Уважал тех, кто, говоря попросту, умел по-деловому исполнять это пьяное дело, то есть опрокидывать стопку, не кривясь и не смущая собравшихся благонамеренными словами о вреде хмельного зелья, и не хлобыстал его до безумия, умел вовремя остановиться. Помнил, что по общему понятию, горилку не пьет «людина хвора» или же «подлюка»…
С усмешливым уважением вспоминал о необъяснимой способности дядька Микиты Хвоменка пить хмельную отраву не хмелея, пить ее без меры и определенного конца – пить, «як гуси воду». То был особый случай, особая способность, если не сказать – талант, данный тому Миките от Бога. Как, скажем, кого-то Господь наградил необыкновенной силой, или, допустим, необычайной хитростью, в общем, чем-то не только оригинальным или, в значительной степени, но – полезным. К примеру, умение двоюродного племянника Тимохи шевелить правым ухом он за талант не считал: какая польза от такой, прости Господи, способности?
Рассказывая о необычайном таланте дядьки Хвоменка, дед Игнат непременно вспоминал медвежонка по имени «Мышко», которого дядько Микита приучить пить вино, поначалу сладкое, а потом и горькое. Забавно было поглядеть на хмельного «медведика», потешиться его выходками. Так вот, Мышко точно определял свой конечный порцион, сверх которого ни за что не «потреблял», как бы его не ласкали, наливая самые соблазнительные наливки и настойки, медовухи. Медвежонок по достижении одному ему известного предела презрительно фыркал, мотал своей большой головой и отправлялся спать в сараюху на задах хвоменковского база.
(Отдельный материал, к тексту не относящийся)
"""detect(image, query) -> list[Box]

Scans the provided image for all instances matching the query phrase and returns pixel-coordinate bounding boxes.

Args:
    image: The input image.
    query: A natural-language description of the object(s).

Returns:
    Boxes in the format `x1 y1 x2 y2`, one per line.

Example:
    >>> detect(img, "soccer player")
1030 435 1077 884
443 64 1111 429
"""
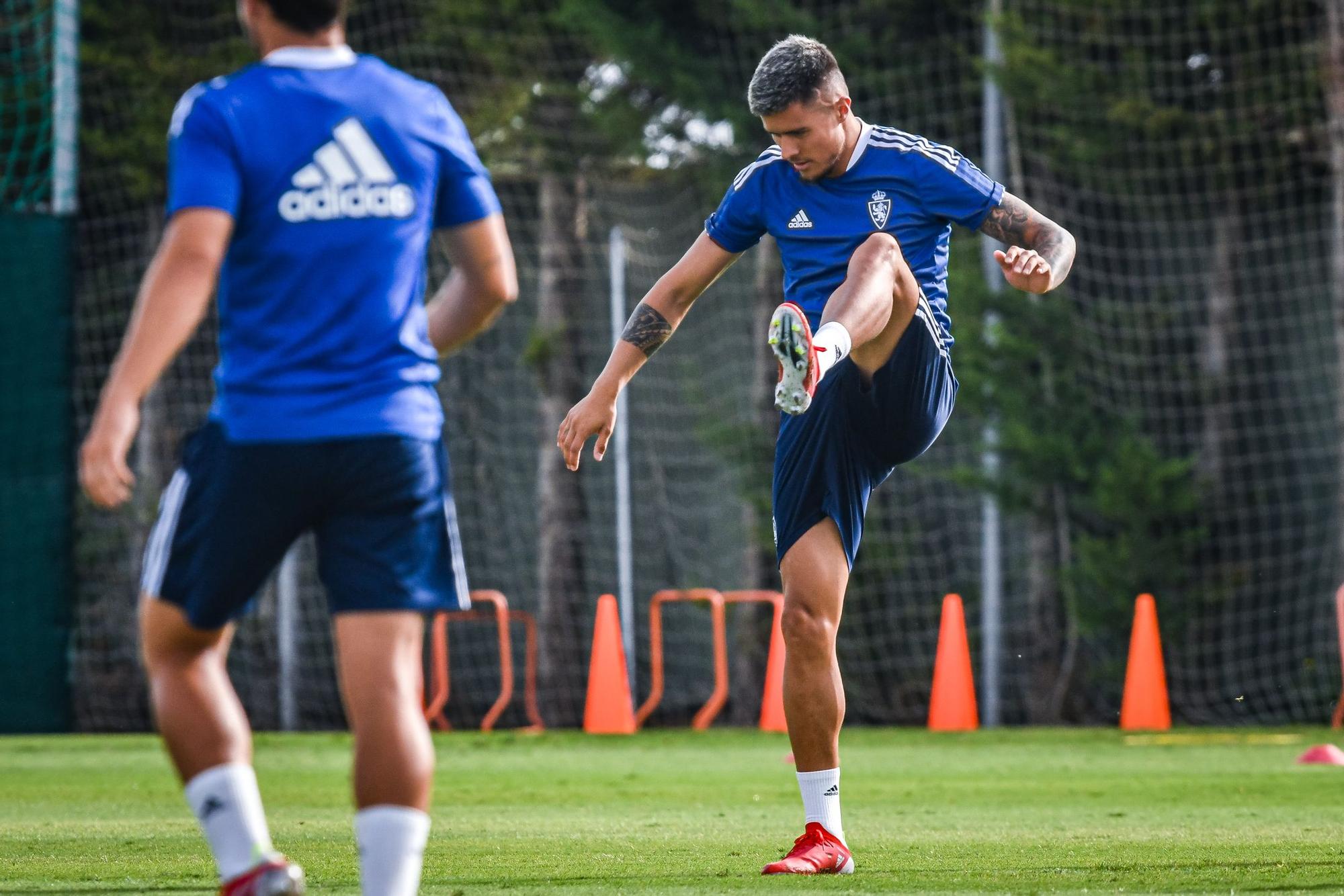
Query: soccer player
79 0 517 896
558 35 1074 875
– Ведмедь – животина природна, – говаривал дед Игнат, – и потому знал, что почем, и сверх того не позволял… Не то, что иной наш брат, особливо из молодых… Привез как-то дядько Хвоменко из города родича, какого-то дальнего, как у нас говорят, «через дорогу навприсядку», не то троюродного племянника, не то четвероюродного внука Ванька. И был тот Ванёк фельдшером – прапорщиком военного времени. Он хорошо воевал на турецком фронте, был определен в военно-фельдшерскую школу, и вышел оттуда «прапором», чем очень гордился, не хуже, чем дядько Хвоменко своим гильдейством: «я теперь, мол, пан, и жить должен по-благородному», или, напоминал дед Игнат присказку: «Отчини, жинка, поширше двери, я по-паньски плюну!».
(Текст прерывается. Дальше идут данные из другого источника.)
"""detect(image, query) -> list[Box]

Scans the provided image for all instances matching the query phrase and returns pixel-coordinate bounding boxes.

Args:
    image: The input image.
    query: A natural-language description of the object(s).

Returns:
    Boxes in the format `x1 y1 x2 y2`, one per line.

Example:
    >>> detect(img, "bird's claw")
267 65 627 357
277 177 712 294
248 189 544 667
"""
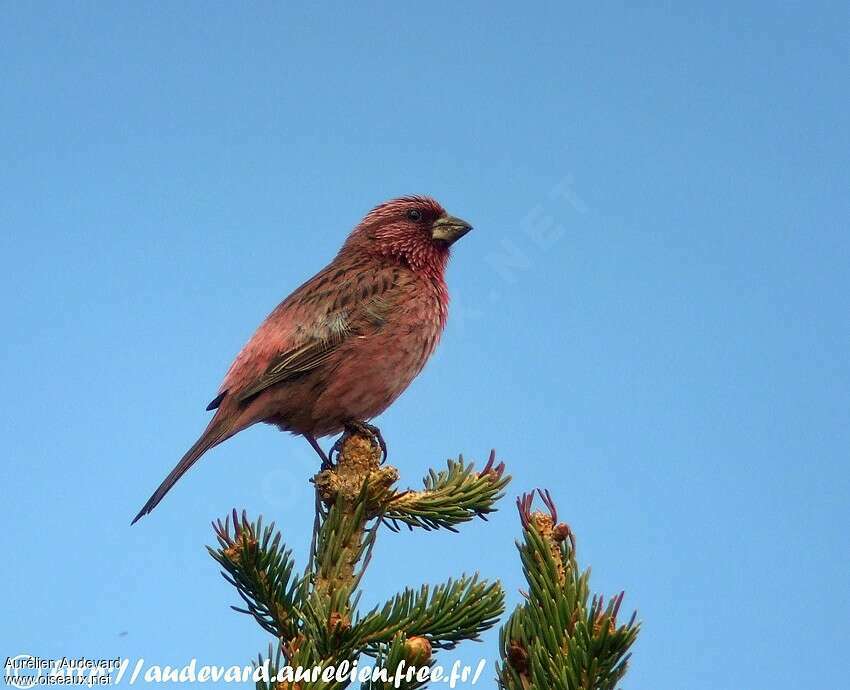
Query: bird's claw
329 421 387 464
Оно все ничего, ну пусть прапорщик, пусть уже немножко пан, и все такое, да только тот фельдшер больно уж был привержен к хмельному питию, и меры той самой не ведал, не знал. Дядько Хвоменко и встретил его в каком-то катеринодарском духане, где тот обмывал ненароком подвернувшийся отпуск. Чарочка за чарочкой, и наш «гильдейский дядько» выяснил, что Ванько ему родич и пригласил к себе в станицу погостить, на что тот фельдшер-прапорщик и согласился, имея в виду, что погулять-попировать надурницу у неожиданно свалившегося на него родича будет куда дешевле, чем, допустим, в городских кабаках-духанах.
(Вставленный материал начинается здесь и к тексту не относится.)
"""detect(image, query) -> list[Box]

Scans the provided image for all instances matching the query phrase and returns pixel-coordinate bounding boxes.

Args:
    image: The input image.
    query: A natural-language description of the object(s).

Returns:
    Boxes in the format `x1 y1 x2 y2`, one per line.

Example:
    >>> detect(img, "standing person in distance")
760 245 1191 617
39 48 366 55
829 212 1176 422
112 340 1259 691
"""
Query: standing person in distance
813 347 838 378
Дядько же имел на него далеко идущие виды: родич был фельдшером, почти что «дохтуром», и Хвоменко решил, что он сможет помочь ему «облаштувать» (осуществить) задумку-забаву «душевного» свойства. Дело в том, что он, тот наш дядько, носился тогда с затеей вставить медвежонку золотой клык – мало того, что Мышко горилку пьет, как заправский казак, так у него, как у того же, допустим, статского советника, или какого ни то асессора зуб из червонного золота! А?! То-то, знай наших…
Однако прапор Ванько, осмотрев медвежонка, сказал, что во-первых, это дело непростое, не то, что вставить зуб, пусть даже золотой, допустим, в борону, а во-вторых, медвежонку, поскольку он растет, зуб тот придется менять через каждые полгода, так что лучше погодить, пока Мышко не придет в должную зрелость, и тогда, в чем делов-то! – он, прапор, организует все в лучшем виде. Хвоменко, при недолгом размышлении, принял его доводы к сведению, а пока стал регулярно бражничать с тем родичем и медвежонком, бдительно следя, как он, медвежонок, продвигается в зрелое состояние, и коль скоро его можно будет украсить золотой пастью…
Фельдшер вскорости сошелся с местными, станичными выпивохами, и стал ходить к ним на посиделки, каждый раз прихватывая с собой пьющего медведика – с одной стороны вроде как бы на показ, а с другой – как надежного сопровождающего, с котором не страшно было по пьяному делу заблудиться в малознакомой станице: Мышко дорогу домой находил безошибочно.
И вот однажды тот фельдшер в очередной раз загулял у новоявленных друзей совсем, как ему казалось, близко от подворья дядьки Хвоменки, и когда Мышко, достигнув своей, скажем так, кондиции, стал тянуть его домой, отпустил медвежонка в надежде, что он сам не заплутается в станичных переулках и все будет путем.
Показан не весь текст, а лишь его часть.